Manchmal gibt es Musik, die dürfte es eigentlich gar nicht geben. Und trotzdem ist es gut, dass sie da ist. Lüning ist so ein Fall. Anfang der Zehnerjahre. Sebastian Lindner (sometree), Tim Kaufmann (Nique), Daniel Spindler und Florian Lüning (Delbo), allesamt keine Unbekannten in Indiedeutschland, gründen eine neue Band. Irgendwie Postrock soll es sein, um alle Vorlieben zu bündeln, vor allem Spaß soll es machen. So zimmert man sich ein extragroßes Schlagzeug in den Proberaum, das Platz für zwei bietet. Der Rest: ein rhythmisierter Fluss aus Instrumenten, angetrieben vom Kraftfeld der Drums. So der Plan. Man nimmt alles auf, wirbelt Ideen durcheinander, stellt sie wieder auf den Kopf. Langsam kristallisiert sich das heraus, was der Sound der Band einmal hätte sein können. Doch dann stirbt Schlagzeuger Florian Lüning völlig unerwartet im Mai 2012. Dies bedeutet auch das Ende der Band.

Über die Proberaum-Aufnahmen, die in dieser Zeit entstanden sind, stolpert man erst viele Jahre später, im ersten Corona-Lockdown 2020. Tobias Siebert, Produzent und Ex-Bandkollege von Flo, mischt das Material ab. Die sieben Tracks sind jetzt auf „Live in Rummelsburg” zu hören.

Das Genre: Instrumental-Postrock im weiteren Sinne, garniert mit Einsprengseln von Kraut, Art-Rock und Indie. Deutlich hört man, dass die Songs mit dem Konzept im Hinterkopf geschrieben wurden. In immer neuen Verästelungen und Schichten setzen sie sich zusammen, Motive werden angespielt, zerlegt und breit gestreut.

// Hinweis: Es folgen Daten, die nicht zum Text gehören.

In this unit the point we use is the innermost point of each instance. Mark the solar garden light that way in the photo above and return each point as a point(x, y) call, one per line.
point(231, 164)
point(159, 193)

Trotzdem schlagen die Arrangements genügend Funken, um aus jedem Takt die Leidenschaft für ausufernde Improvisationen im Proberaum herauszuhören. Sogar Acid-artige Leads schmatzen zufrieden im bunten Experimentierkasten von Lüning, wie der Opener „I Am Battle” zeigt. „Babysitter” beweist mit Um-die-Ecke-Riffs, stoischen Basslines und vertrackten Grooves, dass Denkerfalten und Arschwackeln sich nicht gegenseitig ausschließen. „La Palma” startet mit Synthiefanfaren in der Großraumdisco, lädt sich dann elektrisch auf und verschwindet mit britzelndem Bass zur Afterhour.

„Live in Rummelsburg” ist das Debüt von Lüning und wird leider auch die letzte Veröffentlichung bleiben. Auch wenn die Tracks an einigen Stellen etwas skizzenhaft sind, kann man sich vorstellen, wie diese herzliche, verspielte, ideenreiche Musik die deutsche Indieszene noch bereichert hätte. Gut, dass es sie gibt.